Minister of State for Disability Issues Finian McGrath also criticised the comments.
“They were ill-informed and extremely damaging to a section of Irish society”, said Mr McGrath. “People with autism are a part of Irish society and should always be treated as equals in line with the UN Convention for the Rights of Persons with a Disability.
“... I accept Ms Noone’s apology but we will need to focus on our new Autism Plan which will deliver an awareness raising campaign, a national training programme for clinicians and improvements to the assessment process.”
The Times Ireland edition article said Ms Noone made her original comments after being asked about the Taoiseach’s performance in last week’s Virgin Media head-to-head debate with Fianna Fáil leader Micheál Martin.

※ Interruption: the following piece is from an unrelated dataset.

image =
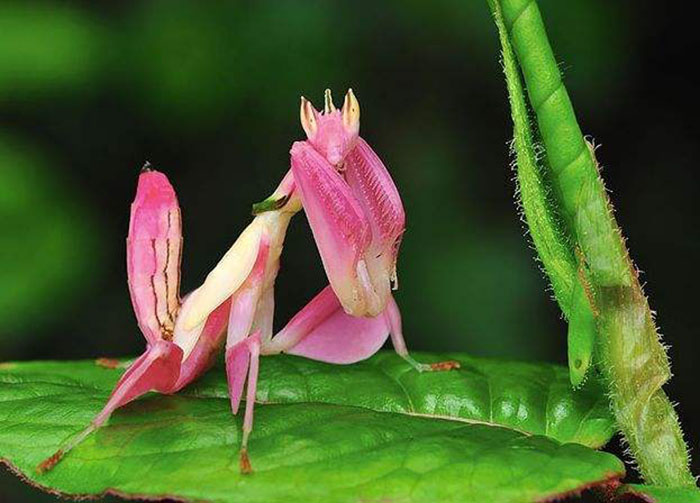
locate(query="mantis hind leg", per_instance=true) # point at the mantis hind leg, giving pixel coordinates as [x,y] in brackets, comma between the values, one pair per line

During the debate, Mr Varadkar responded to criticism from some quarters that he sometimes appeared to lack empathy on issues such as health and the homelessness crisis.
He told host Pat Kenny: “I care about this country. I probably can’t put it into words as well as my opponent, but I do it with my actions...I show my empathy in the work I do, maybe I don’t say it in the right words.”
Ms Noone said the Fine Gael leader was “extremely bright” and a “very decent guy”.
“If I do say so, I am much more natural than he would be. I’ve been in rooms with him and he doesn’t know what to do with himself. He’s naturally shy. But he’s actually a very good politician.”
She added: “He’s not into the nudge and wink, any of that craic. If you’re looking for him to appoint someone, and you say ‘they’re a Fianna Fáiler’, he’ll say, ‘I just want the best person for the job.’ I really respect that about him.”
According to The Times Ireland, when contacted for clarification of her remarks on Monday, Ms Noone initially denied that she used the word “autistic”, but when informed a recording existed, she said she did not mean the word literally.
“I didn’t mean it in the sense of the actual illness or anything. I just mean he can be a bit wooden and lacking in empathy,” she said. “I shouldn’t have even said it in that way.”
The Times Ireland quoted Ms Noone as attempting to give examples of potentially offensive words that could be used out of context, such as “special” and “n***er”. She quickly clarified that she would never use the latter word and said that it was a bad example, The Times Ireland said.
Ms Noone argued that her comment had been taken out of context. The Times Ireland reported she said: “Sometimes I say, ‘Oh God, I’m a bit special’ but I don’t mean it to be derogatory.”